- Federal Energy Regulatory Commissioner Colette Honorable steps down today, marking the end of a two-and-a-half year term after her appointment by former President Obama in 2014. Her departure leaves one active regulator at the agency as President Trump's three nominees await confirmation by the Senate.
- Honorable oversaw several notable proceedings during her tenure, including a technical conference on wholesale market design and a rulemaking to make a place for energy storage in six wholesale power markets.
- The commissioner, a regular supporter of renewables, told an audience at a Washington energy conference last week to "bring on more renewable energy." The comment came in response to a question about the Trump administration's baseload power review, which seeks to ascertain if growing wind and solar are threatening reliability.
Honorable's departure leaves FERC with only one sitting commissioner. The agency has been without a quorum since Chairman Norman Bay resigned in February. Honorable's term wrapped up this month, and she told reporters she didn't want to seek another term.
"I'm going to make a decision that's best for me and my family at this juncture and so what's best for me is to exit at the end of the month," Honorable said.
President Trump nominated three former regulators and Congress aides to fill the vacant spots and bring the agency to four. A Senate committee cleared Pennsylvania regulator Robert Powelson and Neil Chatterjee, both Republicans, but they still await a full Senate confirmation.
Earlier this week, Trump announced he would nominate Democratic Senate aide and former utility executive Richard Glick to FERC. If all are approved, the commission would have two members from each major political party.
Obama appointed Honorable in 2014, and the Senate confirmed her at the end of the year.

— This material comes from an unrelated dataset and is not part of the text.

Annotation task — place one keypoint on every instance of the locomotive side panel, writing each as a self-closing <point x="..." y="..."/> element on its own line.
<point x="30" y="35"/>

Before FERC, she served as Chairman and a member of the Arkansas Public Utilities Commission since 2007. A proponent for renewable energy, she touted the importance of fuel diversity during her speech at the Energy Information Administration's annual conference in Washington.
"We have seen so much change in a very short period of time," Honorable said, referring to the explosion of natural gas since the mid-2000s and the parallel growth of renewable energy.
"Yes, gas is an important part (of the power mix) but I can't help but harken back to my early days as a regulator and urging all of us to continue to ensure fuel diversity," Honorable said. "We need it all."
Natural gas for the first time surpassed coal as the prime power resource in 2016, a result of "economics," Honorable added.
Coal and nuclear have taken a beating in the wholesale power markets thanks to an influx of cheap natural gas. The demise of coal in particular spurred Energy Secretary Rick Perry to commission a review of baseload generation to weigh the impacts of subsidized resources such as wind and solar on the grid.
The Trump administration singled out coal as a resource to preserve. EPA Administrator Scott Pruitt said utilities need the ability to store "solid hydrocarbons onsite" to call on during times of peak demand.
Honorable said regulators must "remove barriers" to the integration of renewable energy, and ensure competition of "all resources" in fuel-agnostic markets. Honorable throughout her speech avoided direct criticism over the Trump administration's skepticism of renewable energy and support of fossil fuels. She did, however, address fears that renewable energy undermined the reliability of the grid.
"We need to think about ways in which renewable energy is being developed, where it's being developed," she said. "Do we recognize that renewables have different attributes? Yes. Do we recognize that we must ensure the proper support for renewables? Yes."
"Do I believe [renewables] are impacting grid reliability? Absolutely not," she said. "I don't see any problems with reliability and I say bring on more renewable energy."